The film is a narrative within a narrative, starting with a teenager reading a book titled "The Grand Budapest Hotel." The book, authored by The Author, is a memoir and takes us back to 1932, when the young writer (Jude Law) stays at the solitary, glitzy hotel in the now-nonexistent Republic of Zubrowka. He meets the lonely hotel owner, Zero Moustafa (F. Murray Abraham), who emotionally recounts his time as a lobby boy back when the hotel thrived under the illustrious, poetry-reciting concierge, Monsieur Gustave, brilliantly played by Ralph Fiennes. Despite the recently immigrated Zero’s “zero experience, zero education and zero family,” M. Gustave takes him on as a protégé when Zero explains, “Who wouldn’t want to be a lobby boy at the Grand Budapest Hotel? It’s an institution.”
Caught in the rise of fascism and bequeathed with a priceless painting titled “Boy with Apple,” M. Gustave finds himself thrown into a high-security prison and Zero must break him out. Mixed into the great escape are many pastel-colored pastries, liberally applied cologne, a brass-knuckled assassin (Willem Dafoe), the Society of the Crossed Keys and, above all, exceptional manners and service.
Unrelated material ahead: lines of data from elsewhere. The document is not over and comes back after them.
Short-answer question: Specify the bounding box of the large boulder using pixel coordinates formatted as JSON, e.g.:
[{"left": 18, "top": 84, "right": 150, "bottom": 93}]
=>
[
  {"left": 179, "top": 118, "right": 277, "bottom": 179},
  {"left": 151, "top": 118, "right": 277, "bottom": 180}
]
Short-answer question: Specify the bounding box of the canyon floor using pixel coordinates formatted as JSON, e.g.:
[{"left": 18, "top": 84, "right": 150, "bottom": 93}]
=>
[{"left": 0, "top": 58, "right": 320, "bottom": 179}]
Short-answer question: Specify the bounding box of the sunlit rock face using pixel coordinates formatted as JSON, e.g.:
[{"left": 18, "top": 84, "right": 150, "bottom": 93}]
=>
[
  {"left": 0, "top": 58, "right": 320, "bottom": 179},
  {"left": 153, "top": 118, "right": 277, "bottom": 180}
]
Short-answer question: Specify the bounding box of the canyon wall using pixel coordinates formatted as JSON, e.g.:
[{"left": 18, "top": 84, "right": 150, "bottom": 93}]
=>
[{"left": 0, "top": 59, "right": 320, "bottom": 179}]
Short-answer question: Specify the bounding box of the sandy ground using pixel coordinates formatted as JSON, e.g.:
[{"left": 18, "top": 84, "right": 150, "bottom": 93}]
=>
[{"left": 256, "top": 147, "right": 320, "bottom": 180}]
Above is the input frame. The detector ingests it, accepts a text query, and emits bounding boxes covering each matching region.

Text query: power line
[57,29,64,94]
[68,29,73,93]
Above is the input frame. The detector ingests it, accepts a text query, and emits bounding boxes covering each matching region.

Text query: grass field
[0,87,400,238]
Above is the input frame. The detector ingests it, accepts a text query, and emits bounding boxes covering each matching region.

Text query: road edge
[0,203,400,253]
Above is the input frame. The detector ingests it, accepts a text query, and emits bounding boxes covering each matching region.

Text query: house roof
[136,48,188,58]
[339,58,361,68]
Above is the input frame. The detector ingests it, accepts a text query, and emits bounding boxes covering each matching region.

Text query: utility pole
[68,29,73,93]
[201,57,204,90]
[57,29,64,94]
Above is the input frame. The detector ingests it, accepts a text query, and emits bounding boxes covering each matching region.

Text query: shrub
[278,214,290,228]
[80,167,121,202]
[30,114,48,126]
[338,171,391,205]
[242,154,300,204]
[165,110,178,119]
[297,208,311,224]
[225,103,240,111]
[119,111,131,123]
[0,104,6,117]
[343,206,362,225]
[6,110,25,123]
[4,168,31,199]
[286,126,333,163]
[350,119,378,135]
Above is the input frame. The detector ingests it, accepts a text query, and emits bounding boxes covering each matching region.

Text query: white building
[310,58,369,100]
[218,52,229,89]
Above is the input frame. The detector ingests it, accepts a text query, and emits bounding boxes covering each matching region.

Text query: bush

Once again, we meet a variety of characters, all memorable in physical appearance and silly quirks. Most importantly, the primary characters only grow more endearing. Anderson’s stories often feel circular and his characters tend to grow annoying, usually due to a staunch refusal to change their ways or minds: I started rolling my eyes in “The Royal Tenenbaums,” “Moonrise Kingdom” was a bit too twee and kitschy and I wanted just a bit more self-awareness from “Rushmore.” Here, we are endeared to M. Gustave as he charms his way out of most situations and we appreciate Zero’s penciled-in moustache and deadpan devotion to M. Gustave and the hotel.
Typical of most Wes Anderson films, “The Grand Budapest Hotel” doesn’t appeal so much to our emotions as it does to our senses of childlike fascination and wonder. Anderson relays a story, harking to what The Author says about writing books: when you’re a writer, the stories—the characters—will come to you. Here is a story with three chapters, each distinguished by a different aspect ratio, about Anderson’s most meticulously crafted and inventive world, which involves an old-fashioned handmade model of the Grand Budapest.
This is a well-rounded film set in the dazzle of the quintessential Wes Anderson universe and caught somewhere between an elegant frenzy and a dark whimsy. The story is not lost in the impeccable scene composition. The vibrantly manicured styles captivate us visually, but we’re kept on the edge of our seats by an orchestrated caper (high-speed chases, a gunfight, a very elaborate prison break), clever dialogue delivered by an excellent ensemble cast and outrageous situations. More prominent than in Anderson’s other films, though, is a lonesome melancholy, as both M. Gustave and Zero watch their worlds fade. This is Anderson at his most sophisticated and charming as he spins another magical tale.